Jennifer* trabajadora sexual, Mwanza, 26 años

* no es su nombre real

“Mi esposo era ladrón profesional. Cuando intenté convencerle de que no se ganara la vida robando, el resultado fue el divorcio. Al final, el trabajo sexual fue la única forma para lograr sustentar a mis dos hijos.

Cuando mis familiares se enteraron, me echaron, pero acabaron cambiando de opinión. Quiero dejar este negocio, es muy difícil. Mi recuerdo más doloroso fue el día que un cliente me engañó. Se negó a pagar y, encima, no usó preservativo. Justo después de irse, oí hablar de la PEP [profilaxis posterior a la exposición, un medicamento que reduce los riesgos de infección por VIH después del acto sexual la exposición] de MSF, así que corrí al hospital para recibir tratamiento".
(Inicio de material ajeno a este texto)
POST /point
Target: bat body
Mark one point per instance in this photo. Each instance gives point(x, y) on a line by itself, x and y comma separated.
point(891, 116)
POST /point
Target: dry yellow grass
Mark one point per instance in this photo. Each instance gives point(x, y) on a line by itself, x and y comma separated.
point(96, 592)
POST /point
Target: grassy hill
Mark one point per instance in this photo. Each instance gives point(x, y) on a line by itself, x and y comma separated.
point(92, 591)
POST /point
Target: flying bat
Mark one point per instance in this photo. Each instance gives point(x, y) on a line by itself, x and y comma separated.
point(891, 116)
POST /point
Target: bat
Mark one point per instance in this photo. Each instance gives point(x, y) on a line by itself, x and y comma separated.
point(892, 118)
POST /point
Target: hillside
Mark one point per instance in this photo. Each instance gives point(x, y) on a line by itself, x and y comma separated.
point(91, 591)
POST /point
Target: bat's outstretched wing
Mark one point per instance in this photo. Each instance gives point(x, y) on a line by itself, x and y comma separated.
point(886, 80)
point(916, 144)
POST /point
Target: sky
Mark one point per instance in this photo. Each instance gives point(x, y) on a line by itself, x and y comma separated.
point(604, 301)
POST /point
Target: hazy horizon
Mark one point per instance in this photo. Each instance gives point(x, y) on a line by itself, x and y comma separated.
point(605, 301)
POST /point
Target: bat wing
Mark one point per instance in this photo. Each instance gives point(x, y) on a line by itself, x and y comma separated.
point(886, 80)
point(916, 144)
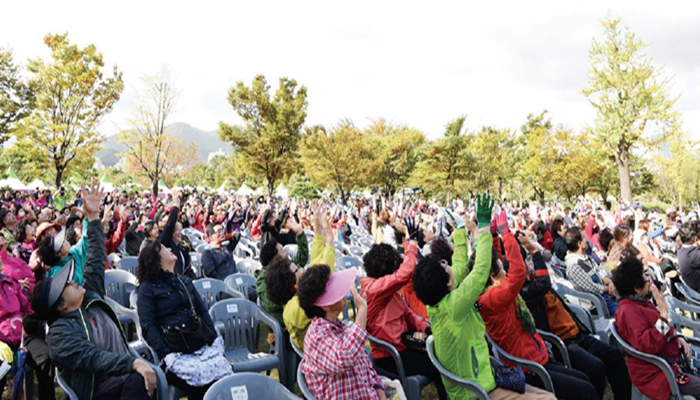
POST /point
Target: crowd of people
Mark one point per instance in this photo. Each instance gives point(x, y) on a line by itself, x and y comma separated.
point(467, 272)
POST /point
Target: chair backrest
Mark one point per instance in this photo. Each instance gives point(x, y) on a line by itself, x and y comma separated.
point(457, 380)
point(346, 262)
point(211, 290)
point(128, 264)
point(240, 283)
point(249, 267)
point(301, 380)
point(247, 385)
point(655, 360)
point(119, 285)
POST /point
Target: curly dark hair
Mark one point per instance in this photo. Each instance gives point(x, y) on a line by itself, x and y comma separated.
point(442, 249)
point(605, 238)
point(628, 276)
point(311, 286)
point(268, 252)
point(381, 260)
point(21, 229)
point(45, 252)
point(572, 238)
point(280, 281)
point(430, 280)
point(149, 261)
point(688, 233)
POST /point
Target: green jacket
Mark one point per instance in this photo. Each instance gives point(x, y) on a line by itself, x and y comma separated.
point(300, 260)
point(79, 254)
point(458, 329)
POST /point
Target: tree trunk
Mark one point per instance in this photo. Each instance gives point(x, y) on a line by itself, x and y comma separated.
point(623, 169)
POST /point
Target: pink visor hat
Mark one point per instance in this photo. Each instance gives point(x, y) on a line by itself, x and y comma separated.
point(337, 287)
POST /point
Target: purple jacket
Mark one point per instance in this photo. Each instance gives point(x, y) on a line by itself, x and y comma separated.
point(14, 305)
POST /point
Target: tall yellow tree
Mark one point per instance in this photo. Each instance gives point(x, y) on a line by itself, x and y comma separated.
point(72, 96)
point(343, 158)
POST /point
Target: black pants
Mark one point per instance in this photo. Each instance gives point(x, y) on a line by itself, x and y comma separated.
point(415, 363)
point(192, 392)
point(599, 360)
point(568, 383)
point(133, 388)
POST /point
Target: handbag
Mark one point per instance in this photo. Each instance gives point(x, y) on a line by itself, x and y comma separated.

Emily*, trabajadora de salud comunitaria, Dedza, 23 años.

*no es su nombre real

“Pocas organizaciones trabajan abiertamente con trabajadoras sexuales en Malaui. En muchos distritos, porque somos prostitutas, a las trabajadoras sexuales nos ven como si no fuéramos nada; no somos personas. Pero debemos ser tratados de la misma manera [...] Nos acercamos a las trabajadoras sexuales con delicadeza y respeto: así, aceptan nuestro enfoque y buscan ayuda médica.

Antes de que MSF llegara aquí, [...] cuando se producía violencia sexual que requería PEP, no estaba disponible para las mujeres en el hospital, era exclusivamente para el personal del hospital”.